Sunday, February 15th 2009, 5:53 am
JAKARTA, Indonesia - Strong aftershocks continued to follow a powerful earthquake off eastern Indonesia that briefly triggered a tsunami warning Thursday, causing a stampede of residents to higher ground. Hundreds of buildings were damaged and at least 42 people injured, some seriously.
The U.S. Geological Survey said the shallow, 7.2-magnitude quake struck off Sulawesi island's coast at around 1:34 a.m. (1734 GMT; 2:34 p.m. Wednesday EST), shaking people from their sleep.
Indonesia is prone to seismic upheaval because it is located on the so-called Pacific "Ring of Fire," an arc of volcanos and fault lines encircling the Pacific Basin.
Dozens of aftershocks as strong as magnitude 6.4 still shook the region late Thursday.
The Talaud island chain, in waters just south of the Philippines, felt the earthquake most intensely, said Rustam Pakaya, a government crisis center official, adding that Melonguane and Kabaruan were the towns hardest hit.
Nearly 500 buildings were damaged, including several schools, hospitals and churches, he said. Of the 42 people receiving medical care, 10 suffered serious injuries. Thousands of others were seeking refuge in shelters.
The quake briefly triggered a tsunami warning - delivered over mobile loudspeakers and by radio and television. It was lifted about an hour later after the threat of killer waves had passed.
"We were so afraid," said Damian Geruh, a Melonguane resident who described women screaming as they fled their homes. "We ran to a nearby hill. I saw others climbing trees."

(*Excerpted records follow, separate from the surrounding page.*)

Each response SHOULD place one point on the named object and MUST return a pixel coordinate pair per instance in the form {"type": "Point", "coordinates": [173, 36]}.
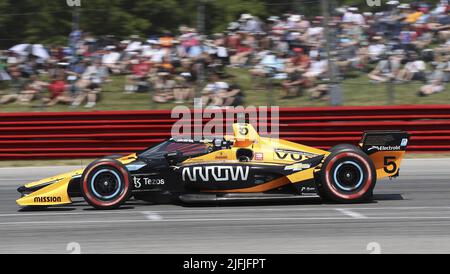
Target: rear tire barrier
{"type": "Point", "coordinates": [106, 184]}
{"type": "Point", "coordinates": [348, 175]}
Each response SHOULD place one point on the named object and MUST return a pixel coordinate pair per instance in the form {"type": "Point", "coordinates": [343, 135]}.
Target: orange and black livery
{"type": "Point", "coordinates": [242, 167]}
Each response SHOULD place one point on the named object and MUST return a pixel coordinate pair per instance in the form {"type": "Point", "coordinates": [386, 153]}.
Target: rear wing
{"type": "Point", "coordinates": [386, 149]}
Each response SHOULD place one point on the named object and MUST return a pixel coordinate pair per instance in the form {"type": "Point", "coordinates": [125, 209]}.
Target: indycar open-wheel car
{"type": "Point", "coordinates": [243, 167]}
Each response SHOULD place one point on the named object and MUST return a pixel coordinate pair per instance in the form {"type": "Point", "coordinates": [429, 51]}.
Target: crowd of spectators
{"type": "Point", "coordinates": [406, 42]}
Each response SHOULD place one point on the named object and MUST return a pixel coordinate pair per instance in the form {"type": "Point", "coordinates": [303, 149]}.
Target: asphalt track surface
{"type": "Point", "coordinates": [409, 215]}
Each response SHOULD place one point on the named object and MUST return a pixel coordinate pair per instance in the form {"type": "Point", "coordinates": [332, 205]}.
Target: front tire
{"type": "Point", "coordinates": [106, 184]}
{"type": "Point", "coordinates": [348, 175]}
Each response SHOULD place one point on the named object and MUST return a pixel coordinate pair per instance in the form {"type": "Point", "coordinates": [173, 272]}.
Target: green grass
{"type": "Point", "coordinates": [357, 91]}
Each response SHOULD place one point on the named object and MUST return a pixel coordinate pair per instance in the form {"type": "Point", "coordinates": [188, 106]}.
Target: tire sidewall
{"type": "Point", "coordinates": [329, 187]}
{"type": "Point", "coordinates": [86, 184]}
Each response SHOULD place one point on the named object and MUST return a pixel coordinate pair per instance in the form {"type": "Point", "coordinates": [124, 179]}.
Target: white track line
{"type": "Point", "coordinates": [351, 213]}
{"type": "Point", "coordinates": [224, 210]}
{"type": "Point", "coordinates": [152, 216]}
{"type": "Point", "coordinates": [221, 220]}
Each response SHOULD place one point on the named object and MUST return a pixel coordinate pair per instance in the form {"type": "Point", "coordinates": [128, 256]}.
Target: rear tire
{"type": "Point", "coordinates": [348, 175]}
{"type": "Point", "coordinates": [106, 184]}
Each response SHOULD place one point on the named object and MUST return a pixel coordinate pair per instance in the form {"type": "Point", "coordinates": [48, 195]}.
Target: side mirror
{"type": "Point", "coordinates": [174, 157]}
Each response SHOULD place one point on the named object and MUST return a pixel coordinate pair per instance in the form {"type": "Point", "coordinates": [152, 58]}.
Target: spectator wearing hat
{"type": "Point", "coordinates": [164, 86]}
{"type": "Point", "coordinates": [140, 70]}
{"type": "Point", "coordinates": [93, 78]}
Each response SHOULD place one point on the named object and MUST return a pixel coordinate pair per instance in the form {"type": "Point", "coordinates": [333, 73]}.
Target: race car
{"type": "Point", "coordinates": [243, 167]}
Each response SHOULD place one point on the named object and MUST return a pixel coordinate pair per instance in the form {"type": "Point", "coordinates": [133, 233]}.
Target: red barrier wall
{"type": "Point", "coordinates": [95, 134]}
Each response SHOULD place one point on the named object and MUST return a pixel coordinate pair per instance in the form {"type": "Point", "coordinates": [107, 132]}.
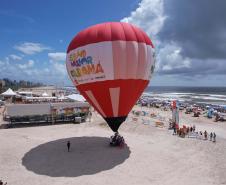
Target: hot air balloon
{"type": "Point", "coordinates": [111, 64]}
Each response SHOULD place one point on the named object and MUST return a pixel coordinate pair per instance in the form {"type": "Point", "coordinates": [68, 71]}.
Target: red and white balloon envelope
{"type": "Point", "coordinates": [111, 64]}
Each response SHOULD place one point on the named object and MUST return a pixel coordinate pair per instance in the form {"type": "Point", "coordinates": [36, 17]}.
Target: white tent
{"type": "Point", "coordinates": [44, 94]}
{"type": "Point", "coordinates": [76, 97]}
{"type": "Point", "coordinates": [9, 92]}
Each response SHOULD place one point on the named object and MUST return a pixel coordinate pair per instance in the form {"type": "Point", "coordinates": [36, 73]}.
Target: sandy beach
{"type": "Point", "coordinates": [38, 155]}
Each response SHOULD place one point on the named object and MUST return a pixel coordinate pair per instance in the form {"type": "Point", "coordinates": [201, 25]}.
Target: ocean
{"type": "Point", "coordinates": [208, 95]}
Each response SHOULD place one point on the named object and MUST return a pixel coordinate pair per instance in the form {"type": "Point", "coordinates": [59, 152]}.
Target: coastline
{"type": "Point", "coordinates": [152, 155]}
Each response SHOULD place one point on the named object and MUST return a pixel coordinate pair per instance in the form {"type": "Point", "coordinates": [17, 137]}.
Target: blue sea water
{"type": "Point", "coordinates": [209, 95]}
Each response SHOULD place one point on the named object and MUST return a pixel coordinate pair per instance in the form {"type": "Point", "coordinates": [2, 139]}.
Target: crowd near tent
{"type": "Point", "coordinates": [76, 97]}
{"type": "Point", "coordinates": [9, 93]}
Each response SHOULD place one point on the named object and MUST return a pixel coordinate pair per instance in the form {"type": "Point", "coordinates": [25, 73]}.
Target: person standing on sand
{"type": "Point", "coordinates": [205, 135]}
{"type": "Point", "coordinates": [214, 137]}
{"type": "Point", "coordinates": [211, 136]}
{"type": "Point", "coordinates": [68, 146]}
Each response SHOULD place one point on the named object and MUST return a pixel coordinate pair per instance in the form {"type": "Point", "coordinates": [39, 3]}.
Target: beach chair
{"type": "Point", "coordinates": [159, 124]}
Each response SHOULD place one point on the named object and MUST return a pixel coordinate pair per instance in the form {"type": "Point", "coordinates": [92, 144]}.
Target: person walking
{"type": "Point", "coordinates": [68, 146]}
{"type": "Point", "coordinates": [205, 135]}
{"type": "Point", "coordinates": [211, 136]}
{"type": "Point", "coordinates": [214, 137]}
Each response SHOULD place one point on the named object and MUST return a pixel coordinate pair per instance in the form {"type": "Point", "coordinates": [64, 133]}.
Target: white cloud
{"type": "Point", "coordinates": [57, 56]}
{"type": "Point", "coordinates": [30, 48]}
{"type": "Point", "coordinates": [53, 73]}
{"type": "Point", "coordinates": [15, 57]}
{"type": "Point", "coordinates": [27, 65]}
{"type": "Point", "coordinates": [149, 16]}
{"type": "Point", "coordinates": [169, 58]}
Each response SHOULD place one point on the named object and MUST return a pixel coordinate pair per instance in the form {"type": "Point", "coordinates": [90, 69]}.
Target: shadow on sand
{"type": "Point", "coordinates": [88, 155]}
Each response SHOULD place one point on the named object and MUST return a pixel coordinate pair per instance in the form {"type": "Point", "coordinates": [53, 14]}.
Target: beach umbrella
{"type": "Point", "coordinates": [111, 64]}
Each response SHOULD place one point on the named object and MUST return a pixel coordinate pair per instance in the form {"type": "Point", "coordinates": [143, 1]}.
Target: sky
{"type": "Point", "coordinates": [189, 37]}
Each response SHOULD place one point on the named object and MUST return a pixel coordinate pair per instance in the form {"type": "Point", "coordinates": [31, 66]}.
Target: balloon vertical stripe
{"type": "Point", "coordinates": [94, 101]}
{"type": "Point", "coordinates": [115, 95]}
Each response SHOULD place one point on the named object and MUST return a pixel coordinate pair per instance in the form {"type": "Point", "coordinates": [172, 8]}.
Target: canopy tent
{"type": "Point", "coordinates": [76, 97]}
{"type": "Point", "coordinates": [44, 94]}
{"type": "Point", "coordinates": [9, 92]}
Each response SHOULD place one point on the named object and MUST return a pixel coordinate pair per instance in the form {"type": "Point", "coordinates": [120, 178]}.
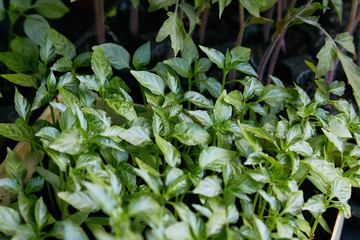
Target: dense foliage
{"type": "Point", "coordinates": [195, 161]}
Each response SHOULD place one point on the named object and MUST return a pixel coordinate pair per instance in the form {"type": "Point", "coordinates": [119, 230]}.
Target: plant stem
{"type": "Point", "coordinates": [350, 29]}
{"type": "Point", "coordinates": [99, 16]}
{"type": "Point", "coordinates": [240, 34]}
{"type": "Point", "coordinates": [203, 24]}
{"type": "Point", "coordinates": [275, 56]}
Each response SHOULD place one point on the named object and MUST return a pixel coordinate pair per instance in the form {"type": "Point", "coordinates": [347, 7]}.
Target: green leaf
{"type": "Point", "coordinates": [36, 28]}
{"type": "Point", "coordinates": [174, 27]}
{"type": "Point", "coordinates": [222, 110]}
{"type": "Point", "coordinates": [151, 81]}
{"type": "Point", "coordinates": [79, 200]}
{"type": "Point", "coordinates": [122, 106]}
{"type": "Point", "coordinates": [198, 99]}
{"type": "Point", "coordinates": [157, 4]}
{"type": "Point", "coordinates": [202, 65]}
{"type": "Point", "coordinates": [49, 176]}
{"type": "Point", "coordinates": [341, 189]}
{"type": "Point", "coordinates": [274, 95]}
{"type": "Point", "coordinates": [116, 55]}
{"type": "Point", "coordinates": [347, 41]}
{"type": "Point", "coordinates": [216, 222]}
{"type": "Point", "coordinates": [191, 134]}
{"type": "Point", "coordinates": [261, 230]}
{"type": "Point", "coordinates": [15, 168]}
{"type": "Point", "coordinates": [52, 9]}
{"type": "Point", "coordinates": [9, 220]}
{"type": "Point", "coordinates": [11, 185]}
{"type": "Point", "coordinates": [101, 66]}
{"type": "Point", "coordinates": [63, 46]}
{"type": "Point", "coordinates": [73, 232]}
{"type": "Point", "coordinates": [70, 141]}
{"type": "Point", "coordinates": [326, 56]}
{"type": "Point", "coordinates": [154, 182]}
{"type": "Point", "coordinates": [21, 79]}
{"type": "Point", "coordinates": [178, 230]}
{"type": "Point", "coordinates": [16, 62]}
{"type": "Point", "coordinates": [210, 186]}
{"type": "Point", "coordinates": [25, 46]}
{"type": "Point", "coordinates": [18, 132]}
{"type": "Point", "coordinates": [47, 50]}
{"type": "Point", "coordinates": [352, 72]}
{"type": "Point", "coordinates": [240, 54]}
{"type": "Point", "coordinates": [215, 56]}
{"type": "Point", "coordinates": [189, 51]}
{"type": "Point", "coordinates": [34, 185]}
{"type": "Point", "coordinates": [203, 117]}
{"type": "Point", "coordinates": [214, 158]}
{"type": "Point", "coordinates": [42, 97]}
{"type": "Point", "coordinates": [142, 205]}
{"type": "Point", "coordinates": [142, 56]}
{"type": "Point", "coordinates": [302, 147]}
{"type": "Point", "coordinates": [22, 106]}
{"type": "Point", "coordinates": [83, 60]}
{"type": "Point", "coordinates": [171, 154]}
{"type": "Point", "coordinates": [180, 65]}
{"type": "Point", "coordinates": [334, 139]}
{"type": "Point", "coordinates": [41, 213]}
{"type": "Point", "coordinates": [137, 136]}
{"type": "Point", "coordinates": [315, 204]}
{"type": "Point", "coordinates": [63, 64]}
{"type": "Point", "coordinates": [294, 203]}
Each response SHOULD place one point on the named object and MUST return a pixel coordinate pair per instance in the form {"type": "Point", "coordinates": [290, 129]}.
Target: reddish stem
{"type": "Point", "coordinates": [203, 24]}
{"type": "Point", "coordinates": [134, 21]}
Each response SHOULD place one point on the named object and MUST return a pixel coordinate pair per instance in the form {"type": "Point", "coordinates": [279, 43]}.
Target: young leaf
{"type": "Point", "coordinates": [326, 56]}
{"type": "Point", "coordinates": [215, 56]}
{"type": "Point", "coordinates": [22, 106]}
{"type": "Point", "coordinates": [62, 45]}
{"type": "Point", "coordinates": [151, 81]}
{"type": "Point", "coordinates": [180, 65]}
{"type": "Point", "coordinates": [294, 203]}
{"type": "Point", "coordinates": [122, 106]}
{"type": "Point", "coordinates": [80, 200]}
{"type": "Point", "coordinates": [52, 9]}
{"type": "Point", "coordinates": [216, 222]}
{"type": "Point", "coordinates": [41, 213]}
{"type": "Point", "coordinates": [209, 186]}
{"type": "Point", "coordinates": [137, 136]}
{"type": "Point", "coordinates": [174, 27]}
{"type": "Point", "coordinates": [101, 66]}
{"type": "Point", "coordinates": [42, 97]}
{"type": "Point", "coordinates": [215, 158]}
{"type": "Point", "coordinates": [142, 56]}
{"type": "Point", "coordinates": [9, 220]}
{"type": "Point", "coordinates": [18, 132]}
{"type": "Point", "coordinates": [16, 62]}
{"type": "Point", "coordinates": [189, 51]}
{"type": "Point", "coordinates": [198, 99]}
{"type": "Point", "coordinates": [171, 154]}
{"type": "Point", "coordinates": [116, 55]}
{"type": "Point", "coordinates": [70, 141]}
{"type": "Point", "coordinates": [36, 28]}
{"type": "Point", "coordinates": [191, 134]}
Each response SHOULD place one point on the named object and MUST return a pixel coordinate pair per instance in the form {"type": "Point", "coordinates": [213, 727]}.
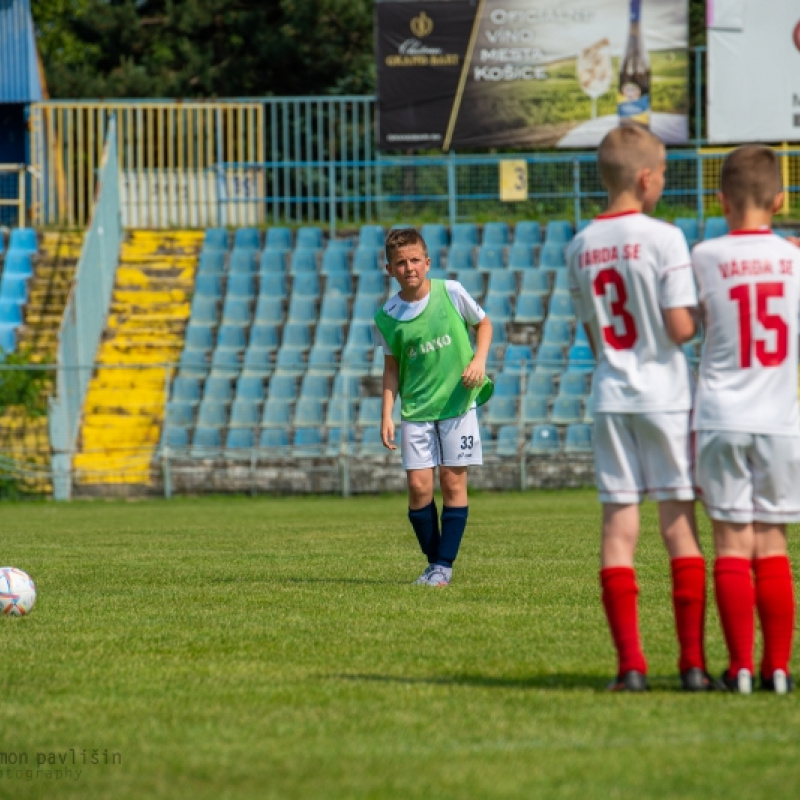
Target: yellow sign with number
{"type": "Point", "coordinates": [513, 181]}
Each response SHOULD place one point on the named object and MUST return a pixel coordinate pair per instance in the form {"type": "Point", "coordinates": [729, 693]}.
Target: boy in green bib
{"type": "Point", "coordinates": [429, 362]}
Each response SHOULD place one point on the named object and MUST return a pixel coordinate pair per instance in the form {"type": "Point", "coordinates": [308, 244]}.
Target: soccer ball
{"type": "Point", "coordinates": [17, 592]}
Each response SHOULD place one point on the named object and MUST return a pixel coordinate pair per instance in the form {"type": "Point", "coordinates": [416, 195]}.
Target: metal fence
{"type": "Point", "coordinates": [84, 316]}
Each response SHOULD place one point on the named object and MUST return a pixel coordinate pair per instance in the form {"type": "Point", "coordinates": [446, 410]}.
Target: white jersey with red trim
{"type": "Point", "coordinates": [623, 270]}
{"type": "Point", "coordinates": [749, 284]}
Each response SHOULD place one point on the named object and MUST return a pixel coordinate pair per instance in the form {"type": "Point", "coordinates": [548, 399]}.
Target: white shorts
{"type": "Point", "coordinates": [640, 455]}
{"type": "Point", "coordinates": [746, 477]}
{"type": "Point", "coordinates": [452, 442]}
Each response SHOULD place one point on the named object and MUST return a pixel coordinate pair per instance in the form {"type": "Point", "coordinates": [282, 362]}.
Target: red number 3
{"type": "Point", "coordinates": [627, 339]}
{"type": "Point", "coordinates": [770, 322]}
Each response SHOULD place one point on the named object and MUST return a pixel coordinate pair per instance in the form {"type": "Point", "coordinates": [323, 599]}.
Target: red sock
{"type": "Point", "coordinates": [775, 602]}
{"type": "Point", "coordinates": [733, 585]}
{"type": "Point", "coordinates": [689, 602]}
{"type": "Point", "coordinates": [619, 600]}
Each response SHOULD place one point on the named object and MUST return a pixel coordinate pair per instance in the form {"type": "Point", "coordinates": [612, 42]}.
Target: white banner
{"type": "Point", "coordinates": [753, 71]}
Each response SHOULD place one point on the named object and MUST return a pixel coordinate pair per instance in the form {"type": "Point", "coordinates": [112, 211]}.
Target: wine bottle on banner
{"type": "Point", "coordinates": [634, 73]}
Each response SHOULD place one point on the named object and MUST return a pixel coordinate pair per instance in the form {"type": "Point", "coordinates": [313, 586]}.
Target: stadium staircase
{"type": "Point", "coordinates": [124, 406]}
{"type": "Point", "coordinates": [23, 437]}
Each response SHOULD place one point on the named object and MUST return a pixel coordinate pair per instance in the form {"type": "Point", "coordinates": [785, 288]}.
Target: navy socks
{"type": "Point", "coordinates": [454, 521]}
{"type": "Point", "coordinates": [425, 522]}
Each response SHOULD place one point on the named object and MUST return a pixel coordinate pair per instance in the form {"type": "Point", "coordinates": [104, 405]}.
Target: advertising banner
{"type": "Point", "coordinates": [528, 73]}
{"type": "Point", "coordinates": [753, 71]}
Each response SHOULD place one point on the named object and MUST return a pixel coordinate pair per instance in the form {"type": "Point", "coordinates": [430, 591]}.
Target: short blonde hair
{"type": "Point", "coordinates": [625, 151]}
{"type": "Point", "coordinates": [403, 237]}
{"type": "Point", "coordinates": [751, 176]}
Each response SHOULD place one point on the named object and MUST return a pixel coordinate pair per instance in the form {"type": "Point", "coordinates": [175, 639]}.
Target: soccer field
{"type": "Point", "coordinates": [276, 648]}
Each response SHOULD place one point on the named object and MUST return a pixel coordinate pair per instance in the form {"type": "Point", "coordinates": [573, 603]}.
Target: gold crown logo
{"type": "Point", "coordinates": [421, 25]}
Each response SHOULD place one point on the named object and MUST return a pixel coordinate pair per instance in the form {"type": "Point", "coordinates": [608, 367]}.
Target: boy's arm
{"type": "Point", "coordinates": [475, 372]}
{"type": "Point", "coordinates": [681, 323]}
{"type": "Point", "coordinates": [391, 382]}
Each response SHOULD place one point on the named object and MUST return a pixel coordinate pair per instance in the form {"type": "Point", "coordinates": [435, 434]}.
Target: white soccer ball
{"type": "Point", "coordinates": [17, 592]}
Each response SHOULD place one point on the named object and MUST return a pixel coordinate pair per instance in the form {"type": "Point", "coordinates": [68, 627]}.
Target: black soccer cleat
{"type": "Point", "coordinates": [630, 681]}
{"type": "Point", "coordinates": [695, 679]}
{"type": "Point", "coordinates": [779, 682]}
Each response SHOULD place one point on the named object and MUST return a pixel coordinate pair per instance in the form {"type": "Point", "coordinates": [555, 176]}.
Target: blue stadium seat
{"type": "Point", "coordinates": [273, 284]}
{"type": "Point", "coordinates": [561, 306]}
{"type": "Point", "coordinates": [302, 309]}
{"type": "Point", "coordinates": [208, 285]}
{"type": "Point", "coordinates": [339, 283]}
{"type": "Point", "coordinates": [309, 237]}
{"type": "Point", "coordinates": [535, 409]}
{"type": "Point", "coordinates": [496, 233]}
{"type": "Point", "coordinates": [557, 331]}
{"type": "Point", "coordinates": [551, 256]}
{"type": "Point", "coordinates": [243, 262]}
{"type": "Point", "coordinates": [206, 442]}
{"type": "Point", "coordinates": [371, 236]}
{"type": "Point", "coordinates": [507, 441]}
{"type": "Point", "coordinates": [282, 387]}
{"type": "Point", "coordinates": [518, 357]}
{"type": "Point", "coordinates": [275, 439]}
{"type": "Point", "coordinates": [521, 257]}
{"type": "Point", "coordinates": [550, 358]}
{"type": "Point", "coordinates": [250, 387]}
{"type": "Point", "coordinates": [580, 358]}
{"type": "Point", "coordinates": [578, 438]}
{"type": "Point", "coordinates": [272, 261]}
{"type": "Point", "coordinates": [239, 441]}
{"type": "Point", "coordinates": [473, 282]}
{"type": "Point", "coordinates": [245, 413]}
{"type": "Point", "coordinates": [464, 233]}
{"type": "Point", "coordinates": [236, 311]}
{"type": "Point", "coordinates": [559, 230]}
{"type": "Point", "coordinates": [529, 310]}
{"type": "Point", "coordinates": [329, 335]}
{"type": "Point", "coordinates": [218, 389]}
{"type": "Point", "coordinates": [334, 260]}
{"type": "Point", "coordinates": [279, 238]}
{"type": "Point", "coordinates": [528, 232]}
{"type": "Point", "coordinates": [303, 261]}
{"type": "Point", "coordinates": [309, 412]}
{"type": "Point", "coordinates": [460, 257]}
{"type": "Point", "coordinates": [212, 415]}
{"type": "Point", "coordinates": [307, 442]}
{"type": "Point", "coordinates": [240, 285]}
{"type": "Point", "coordinates": [316, 386]}
{"type": "Point", "coordinates": [212, 262]}
{"type": "Point", "coordinates": [714, 227]}
{"type": "Point", "coordinates": [502, 281]}
{"type": "Point", "coordinates": [435, 235]}
{"type": "Point", "coordinates": [368, 260]}
{"type": "Point", "coordinates": [247, 239]}
{"type": "Point", "coordinates": [334, 308]}
{"type": "Point", "coordinates": [490, 257]}
{"type": "Point", "coordinates": [573, 384]}
{"type": "Point", "coordinates": [215, 239]}
{"type": "Point", "coordinates": [276, 414]}
{"type": "Point", "coordinates": [544, 439]}
{"type": "Point", "coordinates": [502, 410]}
{"type": "Point", "coordinates": [566, 410]}
{"type": "Point", "coordinates": [269, 310]}
{"type": "Point", "coordinates": [18, 262]}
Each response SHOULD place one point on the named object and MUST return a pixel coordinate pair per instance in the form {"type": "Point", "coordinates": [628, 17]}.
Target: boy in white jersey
{"type": "Point", "coordinates": [746, 415]}
{"type": "Point", "coordinates": [632, 287]}
{"type": "Point", "coordinates": [429, 362]}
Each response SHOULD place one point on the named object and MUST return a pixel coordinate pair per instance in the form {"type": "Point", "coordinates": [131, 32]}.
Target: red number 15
{"type": "Point", "coordinates": [741, 295]}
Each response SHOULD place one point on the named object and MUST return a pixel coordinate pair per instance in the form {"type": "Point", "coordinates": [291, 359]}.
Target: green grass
{"type": "Point", "coordinates": [274, 648]}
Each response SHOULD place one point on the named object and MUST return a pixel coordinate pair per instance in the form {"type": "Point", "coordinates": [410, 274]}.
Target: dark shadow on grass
{"type": "Point", "coordinates": [564, 681]}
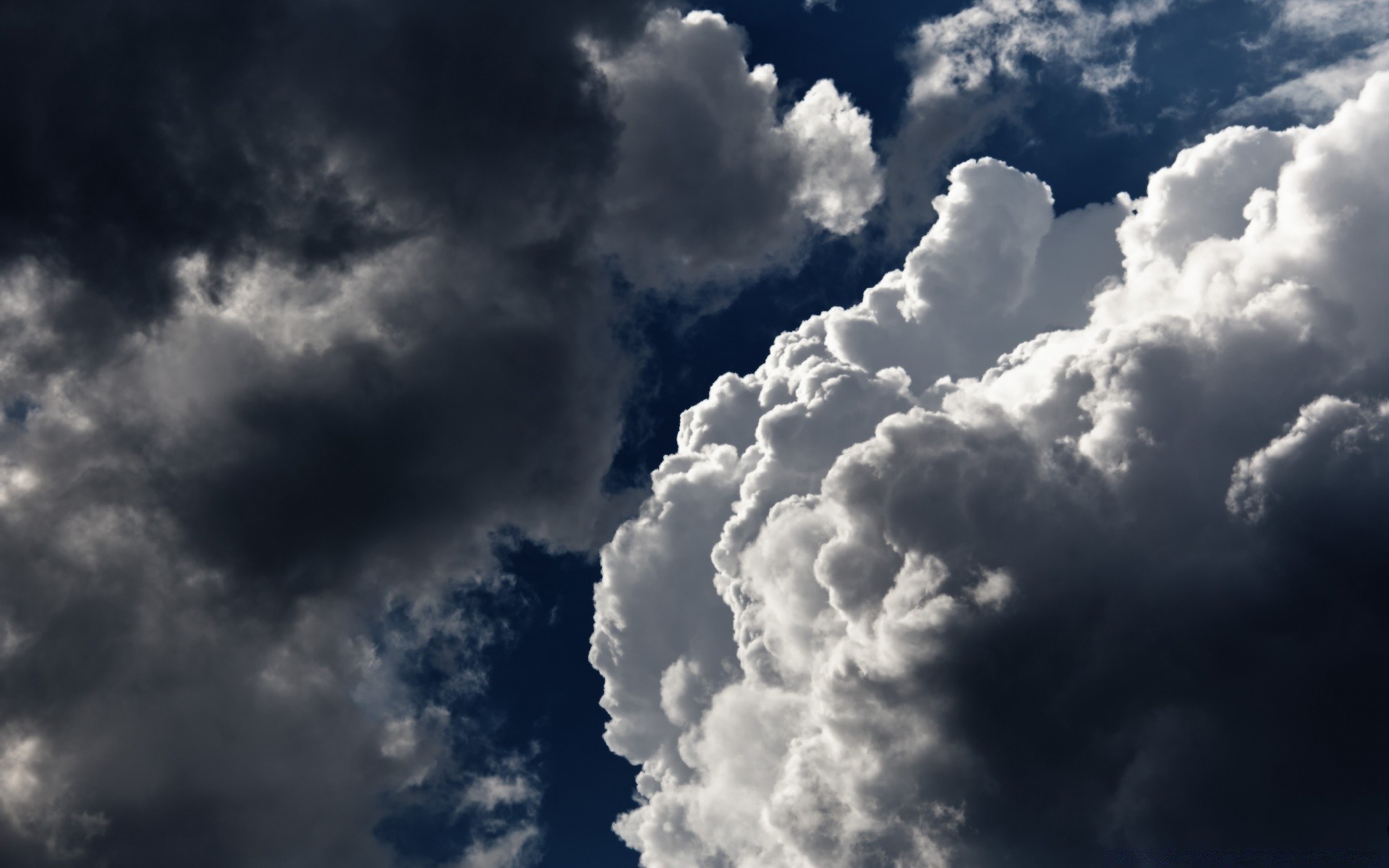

The USGS said the early-morning quake, and the aftershocks that followed, were centered 195 miles (320 kilometers) from Manado, the northernmost city on Sulawesi island, and 12 miles (20 kilometers) beneath the ocean floor.
In December 2004, a massive earthquake off the country's western island of Sumatra triggered a tsunami that battered much of the Indian Ocean coastline and killed more than 230,000 people - more than half of them in Indonesia's Aceh province alone. A tsunami off Java island in 2007 killed nearly 5,000.